# 2.2 — Random Variables and Distributions — Class Notes

## Contents

*Tuesday, September 8, 2019*

## Overview

Today we finish your crash course/review of basic statistics with random variables and distributions.

## Slides

## Live Class Session on Zoom

The live class Zoom meeting link can be found on Blackboard (see `LIVE ZOOM MEETINGS`

on the left navigation menu), starting at 11:30 AM.

If you are unable to join today’s live session, or if you want to review, you can find the recording stored on Blackboard via Panopto (see `Class Recordings`

on the left navigation menu).

## Problem Set

Problem Set 1 answers are posted on that page in various formats.

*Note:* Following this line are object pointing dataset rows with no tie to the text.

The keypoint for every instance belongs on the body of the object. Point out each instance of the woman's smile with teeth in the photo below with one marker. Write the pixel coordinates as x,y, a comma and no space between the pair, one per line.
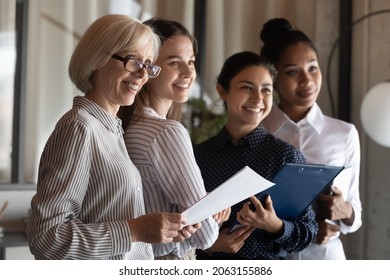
253,109
182,85
131,86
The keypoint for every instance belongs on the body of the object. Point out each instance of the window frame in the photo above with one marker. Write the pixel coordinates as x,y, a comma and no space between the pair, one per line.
17,180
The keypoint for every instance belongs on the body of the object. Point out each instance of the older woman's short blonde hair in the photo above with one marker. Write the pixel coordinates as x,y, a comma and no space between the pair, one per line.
108,35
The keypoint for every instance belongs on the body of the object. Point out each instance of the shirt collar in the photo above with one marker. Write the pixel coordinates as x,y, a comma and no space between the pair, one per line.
113,124
277,119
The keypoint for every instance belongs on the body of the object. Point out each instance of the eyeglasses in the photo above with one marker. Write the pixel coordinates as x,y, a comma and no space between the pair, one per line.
134,65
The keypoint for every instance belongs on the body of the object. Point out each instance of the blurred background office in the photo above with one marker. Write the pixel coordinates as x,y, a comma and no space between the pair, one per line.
37,38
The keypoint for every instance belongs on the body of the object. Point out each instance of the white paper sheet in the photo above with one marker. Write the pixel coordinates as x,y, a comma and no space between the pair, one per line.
240,186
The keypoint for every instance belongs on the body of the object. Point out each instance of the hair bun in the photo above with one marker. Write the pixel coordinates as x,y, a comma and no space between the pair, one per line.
274,27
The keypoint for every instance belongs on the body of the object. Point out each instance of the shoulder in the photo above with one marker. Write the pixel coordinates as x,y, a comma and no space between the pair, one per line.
339,127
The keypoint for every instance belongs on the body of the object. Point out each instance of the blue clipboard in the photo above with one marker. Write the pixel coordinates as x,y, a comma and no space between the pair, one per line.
296,187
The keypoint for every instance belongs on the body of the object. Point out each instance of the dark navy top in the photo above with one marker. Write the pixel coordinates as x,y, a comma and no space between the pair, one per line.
219,159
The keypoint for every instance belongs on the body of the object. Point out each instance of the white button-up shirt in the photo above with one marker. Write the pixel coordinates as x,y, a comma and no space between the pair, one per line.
324,140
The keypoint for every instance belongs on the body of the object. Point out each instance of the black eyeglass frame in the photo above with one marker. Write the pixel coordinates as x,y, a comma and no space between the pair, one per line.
151,69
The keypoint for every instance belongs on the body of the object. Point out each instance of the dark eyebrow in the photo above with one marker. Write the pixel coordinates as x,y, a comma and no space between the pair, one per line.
177,57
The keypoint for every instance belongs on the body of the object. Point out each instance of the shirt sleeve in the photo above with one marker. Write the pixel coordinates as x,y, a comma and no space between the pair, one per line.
299,233
55,230
352,158
179,176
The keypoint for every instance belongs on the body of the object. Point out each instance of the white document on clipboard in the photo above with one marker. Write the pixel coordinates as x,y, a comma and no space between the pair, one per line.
240,186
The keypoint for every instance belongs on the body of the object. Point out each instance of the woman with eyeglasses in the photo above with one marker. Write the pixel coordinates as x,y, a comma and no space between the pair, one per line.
89,202
160,146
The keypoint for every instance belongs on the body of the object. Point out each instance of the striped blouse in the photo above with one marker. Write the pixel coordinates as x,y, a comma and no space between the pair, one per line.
87,189
162,151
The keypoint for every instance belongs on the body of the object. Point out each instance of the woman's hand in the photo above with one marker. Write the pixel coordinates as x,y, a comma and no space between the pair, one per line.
222,216
231,243
334,207
156,227
187,232
263,217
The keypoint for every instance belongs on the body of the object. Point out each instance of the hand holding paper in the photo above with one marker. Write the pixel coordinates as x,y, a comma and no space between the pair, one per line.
240,186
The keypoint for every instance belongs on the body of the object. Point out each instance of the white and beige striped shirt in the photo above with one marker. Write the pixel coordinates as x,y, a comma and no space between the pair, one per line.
162,151
87,189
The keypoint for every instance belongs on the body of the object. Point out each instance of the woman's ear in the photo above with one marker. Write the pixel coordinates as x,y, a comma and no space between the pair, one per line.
222,93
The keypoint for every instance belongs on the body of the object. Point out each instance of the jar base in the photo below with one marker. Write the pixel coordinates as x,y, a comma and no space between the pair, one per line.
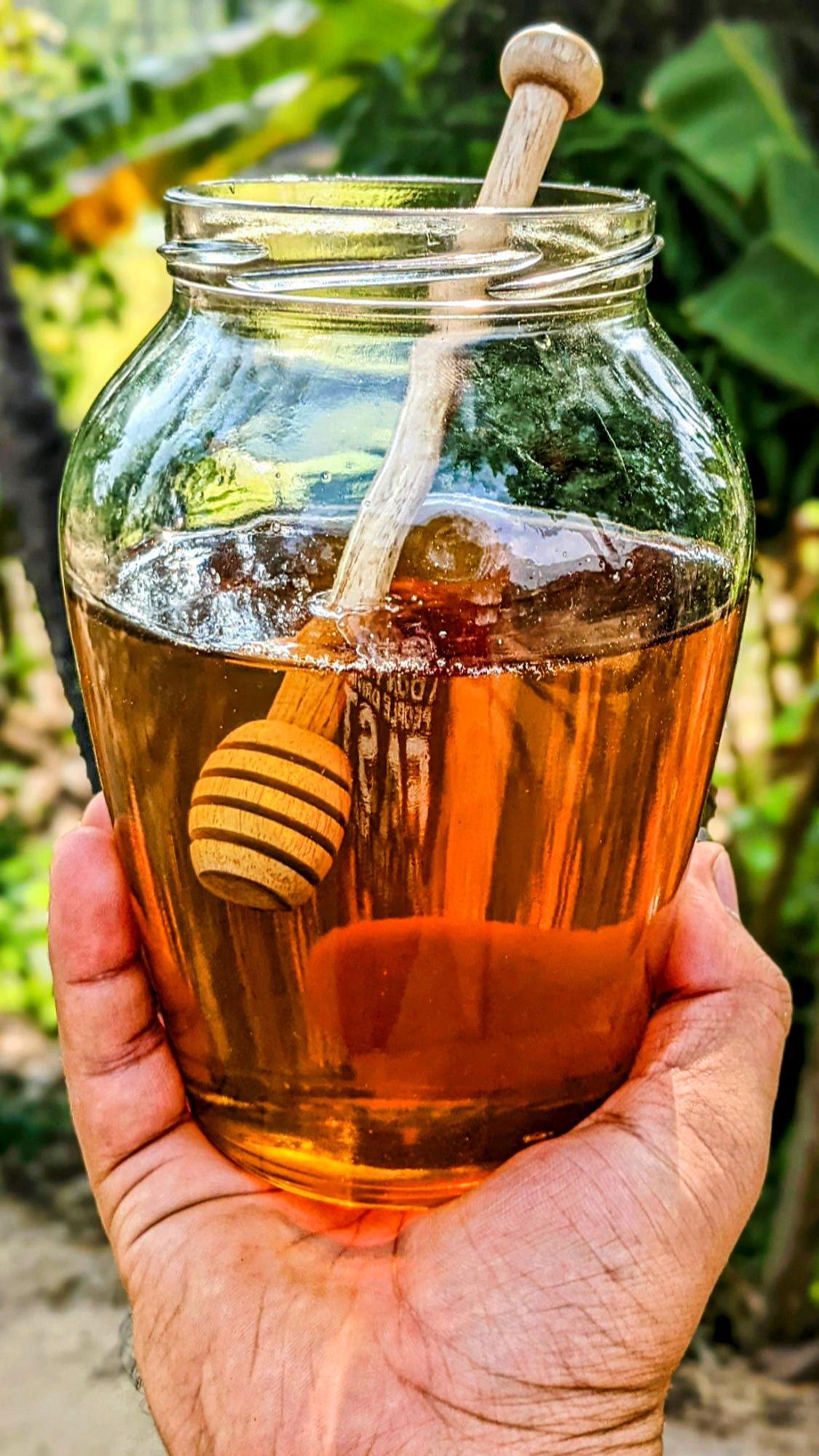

Problem set 2 (on classes 2.1-2.2) is posted shortly, and is will be due by Sunday September 13.

## Math Appendix: Properties of Expected Value and Variance

There are several useful mathematical properties of expected value and variance.

**Property 1**: the expected value of a constant is itself, and the variance of a constant is 0.

\[\begin{align*} E(c)&=c\\ var(c)&=0\\ sd(c)&=0\\ \end{align*}\]

For any constant, \(c\)

- Example: \(E(2)=2\), \(var(2)=0\), \(sd(2)=0\)

**Property 2**: adding or subtracting a constant to a random variable and then taking the mean or variance:

\[\begin{align*} E(X \pm c)&=E(X) \pm c\\ var(X \pm c)&=X\\ sd(X \pm c)&=X\\ \end{align*}\]

For any constant, \(c\)

- Example: \(E(2+X)=2+E(X)\), \(var(2+X)=var(X)\), \(sd(2+X)=sd(X)\)

**Property 3**: multiplying a constant to a random variable and then taking the mean or variance:

\[\begin{align*} E(aX)&=E(X) aE(X)\\ var(aX)&=a^2var(X)\\ sd(aX)&=|a|sd(X)\\ \end{align*}\]

For any constant, \(a\)

- Example: \(E(2X)=2E(X)\), \(var(2X)=4var(X)\), \(sd(2X)=2sd(X)\)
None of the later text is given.